Reflecting on the shared experience of six friends’ ministries this past year, I marvel how the balance works between belief (that is rational) and living experience of God (that often just grabs people unexpectedly from behind). Perhaps the best ways of relating both these dimensions of faith to each other and us are paradox and image. Offering a poem a day from this retreat/review at Alton, I suggest the paradoxes of a fascinating poem by New Zealand poet M. K. Joseph (1914-1981), and the great icon of SS Mary, John and Benedict in the Church here, which looked especially loaded and extraordinary surrounded by leftover candles from Candlemas on Tuesday.

A Riddle of the Soul

I cannot give
Unless I have
I cannot have
Unless I save
Unless I have
I cannot save
Unless I give
I cannot have.

Unless I live
I cannot be
Unless I am
I cannot seem
I cannot be
Unless I seem
I cannot live
Unless I am.

I cannot be
Unless I give
I cannot have
Unless I die
Unless I grieve
I cannot love
Unless I die
I cannot live

2 comments:

Erika Baker said...

I love Christian paradoxes. And in those moments when we're close to God they all make sense and aren't paradox at all.
And that is a beautiful poem, thank you for posting it.

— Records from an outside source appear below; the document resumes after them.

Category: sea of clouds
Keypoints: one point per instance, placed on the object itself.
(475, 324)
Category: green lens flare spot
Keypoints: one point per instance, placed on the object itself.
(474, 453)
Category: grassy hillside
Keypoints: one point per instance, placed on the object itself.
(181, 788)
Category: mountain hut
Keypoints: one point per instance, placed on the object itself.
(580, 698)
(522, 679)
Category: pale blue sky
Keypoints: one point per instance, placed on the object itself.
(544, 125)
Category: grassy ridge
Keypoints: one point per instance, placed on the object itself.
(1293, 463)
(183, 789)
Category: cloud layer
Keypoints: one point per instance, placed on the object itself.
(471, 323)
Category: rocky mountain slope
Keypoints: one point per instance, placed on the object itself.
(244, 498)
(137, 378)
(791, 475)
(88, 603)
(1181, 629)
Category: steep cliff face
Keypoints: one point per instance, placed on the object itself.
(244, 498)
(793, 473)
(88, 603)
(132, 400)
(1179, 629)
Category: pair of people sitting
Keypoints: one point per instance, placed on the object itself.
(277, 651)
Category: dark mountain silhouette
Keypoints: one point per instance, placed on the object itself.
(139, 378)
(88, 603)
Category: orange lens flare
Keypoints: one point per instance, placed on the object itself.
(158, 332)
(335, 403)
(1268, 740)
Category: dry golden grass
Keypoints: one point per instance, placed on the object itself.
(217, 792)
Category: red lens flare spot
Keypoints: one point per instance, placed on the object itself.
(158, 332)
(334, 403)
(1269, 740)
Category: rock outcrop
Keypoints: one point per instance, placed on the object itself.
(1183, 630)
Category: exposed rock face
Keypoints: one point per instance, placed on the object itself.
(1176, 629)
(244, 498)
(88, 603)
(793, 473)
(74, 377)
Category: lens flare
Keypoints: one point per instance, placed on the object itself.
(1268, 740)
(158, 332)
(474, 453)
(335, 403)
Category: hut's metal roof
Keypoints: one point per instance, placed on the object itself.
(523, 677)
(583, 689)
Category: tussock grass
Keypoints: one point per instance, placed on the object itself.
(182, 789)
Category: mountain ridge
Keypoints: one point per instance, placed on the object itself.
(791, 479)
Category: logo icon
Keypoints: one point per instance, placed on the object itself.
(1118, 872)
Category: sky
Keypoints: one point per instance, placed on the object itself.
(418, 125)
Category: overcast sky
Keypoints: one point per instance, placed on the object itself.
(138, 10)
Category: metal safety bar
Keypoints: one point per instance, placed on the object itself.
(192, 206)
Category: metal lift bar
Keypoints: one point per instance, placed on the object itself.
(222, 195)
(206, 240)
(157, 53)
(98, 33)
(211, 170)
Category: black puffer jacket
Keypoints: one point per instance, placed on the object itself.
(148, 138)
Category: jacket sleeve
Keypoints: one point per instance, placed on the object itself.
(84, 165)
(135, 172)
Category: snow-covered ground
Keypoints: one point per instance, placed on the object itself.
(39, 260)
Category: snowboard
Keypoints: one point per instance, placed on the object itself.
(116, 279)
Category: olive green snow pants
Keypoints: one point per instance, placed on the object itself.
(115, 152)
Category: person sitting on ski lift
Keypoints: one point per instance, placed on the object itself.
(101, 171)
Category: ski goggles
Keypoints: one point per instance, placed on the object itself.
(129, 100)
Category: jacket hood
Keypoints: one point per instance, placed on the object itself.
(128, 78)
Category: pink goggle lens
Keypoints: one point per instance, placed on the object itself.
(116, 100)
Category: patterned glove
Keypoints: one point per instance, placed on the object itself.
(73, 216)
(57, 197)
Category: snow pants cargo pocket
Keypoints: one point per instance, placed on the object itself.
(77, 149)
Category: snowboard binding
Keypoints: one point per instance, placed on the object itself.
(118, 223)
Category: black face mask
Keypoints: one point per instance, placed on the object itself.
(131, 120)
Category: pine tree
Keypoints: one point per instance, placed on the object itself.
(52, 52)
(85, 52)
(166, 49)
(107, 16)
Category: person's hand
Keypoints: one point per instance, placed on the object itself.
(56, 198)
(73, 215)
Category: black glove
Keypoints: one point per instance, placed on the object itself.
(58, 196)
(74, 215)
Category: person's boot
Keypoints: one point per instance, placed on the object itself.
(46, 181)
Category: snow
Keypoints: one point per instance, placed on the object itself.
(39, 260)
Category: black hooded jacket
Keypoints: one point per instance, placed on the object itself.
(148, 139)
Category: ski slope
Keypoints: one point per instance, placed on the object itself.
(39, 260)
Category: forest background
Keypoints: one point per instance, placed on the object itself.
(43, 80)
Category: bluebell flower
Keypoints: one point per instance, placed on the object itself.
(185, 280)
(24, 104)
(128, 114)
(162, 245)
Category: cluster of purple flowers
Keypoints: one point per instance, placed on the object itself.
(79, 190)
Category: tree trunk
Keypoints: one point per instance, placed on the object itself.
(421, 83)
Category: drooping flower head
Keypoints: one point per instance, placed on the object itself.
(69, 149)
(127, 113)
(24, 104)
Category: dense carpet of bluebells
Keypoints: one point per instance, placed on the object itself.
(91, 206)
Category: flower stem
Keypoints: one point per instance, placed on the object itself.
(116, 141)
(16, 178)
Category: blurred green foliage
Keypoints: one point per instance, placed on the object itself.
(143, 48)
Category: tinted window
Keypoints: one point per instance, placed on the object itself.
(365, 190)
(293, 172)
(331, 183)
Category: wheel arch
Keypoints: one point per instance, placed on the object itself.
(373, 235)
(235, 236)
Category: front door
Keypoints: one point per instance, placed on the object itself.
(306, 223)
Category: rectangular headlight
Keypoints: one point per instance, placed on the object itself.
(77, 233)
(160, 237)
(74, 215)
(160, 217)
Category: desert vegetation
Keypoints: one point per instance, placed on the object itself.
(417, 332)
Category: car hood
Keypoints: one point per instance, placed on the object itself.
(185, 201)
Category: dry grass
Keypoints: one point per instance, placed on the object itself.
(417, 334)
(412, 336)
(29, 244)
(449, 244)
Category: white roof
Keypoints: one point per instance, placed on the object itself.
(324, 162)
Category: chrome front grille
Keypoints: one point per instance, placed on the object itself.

But I would question whether we are ever really rational. So often, what is rational to one is clearly full or false assumption and prejudice to another that the concept of rationality seems almost to be a faith of its own.

And finally, I think that the tension between reason and faith only exists before you have met the living God. Afterwards, faith makes perfect rational sense.
Your faith and your beliefs then merge in a unified whole.

Anonymous said...

Just another take from the riddle.

Save my soul- filled with grief
longing in love.
My physical being now, is as; what seems.
Compared to what it is going to be, after I die.
To be eternally united with God, only then, truly living, having, being and giving. Being who I am to the fullest.